Rodrigo Duterte pivots away from Washington
Tom Fowdy

Editor's note: Tom Fowdy is a British political and international relations analyst and a graduate of Durham and Oxford universities. He writes on topics pertaining to China, the DPRK, Britain, and the U.S. The article reflects the author's opinions, and not necessarily the views of CGTN.

Philippine President Rodrigo Duterte set in motion the termination of the "visiting troops agreement" with the United States on February 11. The agreement was signed in 1998 and allows American soldiers to be hosted in the island nation for training, exercise and exchange purposes. 

Although it does not terminate the mutual defense agreement secured between Manila and Washington in 1951 in the aftermath of World War II, the announcement is nevertheless a significant blow to ties between the two countries. It comes in the aftermath of a growing dispute after the U.S. National Defense Authorization Act (NADDA) imposed sanctions on several officials linked to Duterte's government over his methods of approaching crime in the country.

In making the move, the President has vowed to make the Philippines more independent on measures of defense. It is a blow to Washington's "Indo-Pacific" strategy, which sought to enhance its military ties with countries in the region in a bid to try and contain China. 

However, Manila under Duterte's leadership increasingly feels indifferent.
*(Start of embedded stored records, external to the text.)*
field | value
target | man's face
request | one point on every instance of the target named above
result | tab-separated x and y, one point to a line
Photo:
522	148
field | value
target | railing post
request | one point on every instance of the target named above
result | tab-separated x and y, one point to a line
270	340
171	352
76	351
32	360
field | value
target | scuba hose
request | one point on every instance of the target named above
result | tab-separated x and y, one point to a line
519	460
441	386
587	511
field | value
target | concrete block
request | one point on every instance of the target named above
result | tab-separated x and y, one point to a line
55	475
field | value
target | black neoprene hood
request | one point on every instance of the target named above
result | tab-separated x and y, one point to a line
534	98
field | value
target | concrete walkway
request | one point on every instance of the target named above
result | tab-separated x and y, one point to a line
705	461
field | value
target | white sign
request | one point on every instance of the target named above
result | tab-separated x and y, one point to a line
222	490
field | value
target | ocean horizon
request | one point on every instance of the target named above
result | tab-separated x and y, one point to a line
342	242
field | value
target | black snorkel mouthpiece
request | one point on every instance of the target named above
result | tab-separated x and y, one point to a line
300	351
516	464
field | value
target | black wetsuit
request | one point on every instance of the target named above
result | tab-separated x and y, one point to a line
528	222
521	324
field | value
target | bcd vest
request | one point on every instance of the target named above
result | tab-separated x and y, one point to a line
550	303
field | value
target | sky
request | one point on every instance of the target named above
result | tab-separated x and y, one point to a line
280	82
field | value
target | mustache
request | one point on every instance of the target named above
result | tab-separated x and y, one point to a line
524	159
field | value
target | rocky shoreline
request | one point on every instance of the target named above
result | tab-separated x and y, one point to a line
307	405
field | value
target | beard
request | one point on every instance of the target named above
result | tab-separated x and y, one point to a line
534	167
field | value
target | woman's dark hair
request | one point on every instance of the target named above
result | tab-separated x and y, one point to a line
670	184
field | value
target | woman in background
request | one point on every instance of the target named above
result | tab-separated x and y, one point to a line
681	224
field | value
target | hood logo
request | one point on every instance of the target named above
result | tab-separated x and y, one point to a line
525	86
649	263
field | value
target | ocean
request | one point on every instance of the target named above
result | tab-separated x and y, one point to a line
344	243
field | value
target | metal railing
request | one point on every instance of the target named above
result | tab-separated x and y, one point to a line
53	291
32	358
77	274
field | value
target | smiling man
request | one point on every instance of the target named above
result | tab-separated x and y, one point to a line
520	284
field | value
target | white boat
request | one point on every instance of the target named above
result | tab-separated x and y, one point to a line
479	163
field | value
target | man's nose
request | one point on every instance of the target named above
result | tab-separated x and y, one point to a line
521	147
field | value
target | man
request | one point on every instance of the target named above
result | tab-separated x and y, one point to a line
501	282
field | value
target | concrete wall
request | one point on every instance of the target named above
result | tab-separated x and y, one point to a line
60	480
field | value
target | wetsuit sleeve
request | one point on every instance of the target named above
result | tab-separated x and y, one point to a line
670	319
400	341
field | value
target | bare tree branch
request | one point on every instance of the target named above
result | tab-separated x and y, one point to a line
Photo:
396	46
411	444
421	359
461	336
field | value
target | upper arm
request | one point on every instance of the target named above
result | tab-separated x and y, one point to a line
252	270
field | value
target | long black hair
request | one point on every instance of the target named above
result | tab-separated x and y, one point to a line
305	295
Rather than being a strictly U.S.-aligned player, which was often the case in previous administrations, the island nation instead perceives its national interests as a neutral player which hedges between Washington and Beijing. Whether the White House likes it or not, it signals a decline in American hegemony over Asia Pacific.

The deterioration of U.S.-Philippine relations is a surprise given the history. The archipelago was literally once a part of the United States, with Washington having annexed it in the early 20th century after locals overthrew Spanish rule. Despite the brutality of this, an affinity for American soft power was created in the Philippines, with the U.S. having liberated the country from Japanese occupation during World War II. Similarly, many locals have also migrated to the United States with over four million Americans identifying themselves as of Philippine origin.

U.S. soldiers march during the opening ceremony of the "Balikatan 2019" joint military exercise in Quezon City, the Philippines, April 1, 2019. /Xinhua Photo

U.S. soldiers march during the opening ceremony of the "Balikatan 2019" joint military exercise in Quezon City, the Philippines, April 1, 2019. /Xinhua Photo

Yet, the world is changing. The Philippines exist inside a shifting regional dynamic, which has seen the growing importance of China as a critical partner for inbound investment and national development. Close affiliation with the United States has not helped Manila overcome its problems. It remains an incredibly poor country with an overwhelming number of issues related to crime and political instability. 

This has made the population increasingly disillusioned in recent years, which accumulated in the rise of populism and the ascendancy of Rodrigo Duterte known for his frank, uncoated tough talk and unconventional methods in hiring militias to tackle the country's crime problems.

In tandem with his rise, and beyond the Trump administration, the Philippine relationship with Washington has deteriorated and that with Beijing has grown. 

Duterte engaged in a number of high-profile spats and insults towards U.S. President Barack Obama. And as politicians in the United States condemned elements of his rule, he has pushed back by aiming to alienate Washington further. In tandem, the President has frequently visited China and endorsed the Belt and Road Initiative. Unlike previous administrations, he has also been prepared to engage in diplomacy and compromise with Beijing over disputes in the South China Sea, effectively shelving a court ruling which his predecessors embraced against China.

Thus, the passing of the National Defense Authorization Act in the United States, which imposed unilateral sanctions on several officials over Duterte's policy, proved to be a tipping point which has now seen his government terminate the U.S. visiting forces agreement, vowing to make the Philippines more independent in the field of defense. 

Viewed in the context above, this is not a simple dispute between the two countries but an active effort by Duterte to scale back military relations with the United States and move towards a position of neutrality. While he will not push out America completely and still lean towards them on some issues, he is nevertheless rejecting outright alignment with Washington on the configuration that the country is better off balancing between the United States and China in the pursuit of its national interests.

Given this, the development is a massive blow to the American "Indo-Pacific" strategy. It reveals a broader trend that regional countries do not see it in their best interests to align closely with the United States, even though the Trump administration has sought to double down U.S. hegemony in this region. 

In reality, American power in this area of the world is irreversibly receding as a close regional partner effectively opted to expel American troops. Washington may respond to this move with the threat of sanctions, but this is unlikely to make Duterte more submissive and in turn, cannot pacify the growing importance of Beijing to Manila.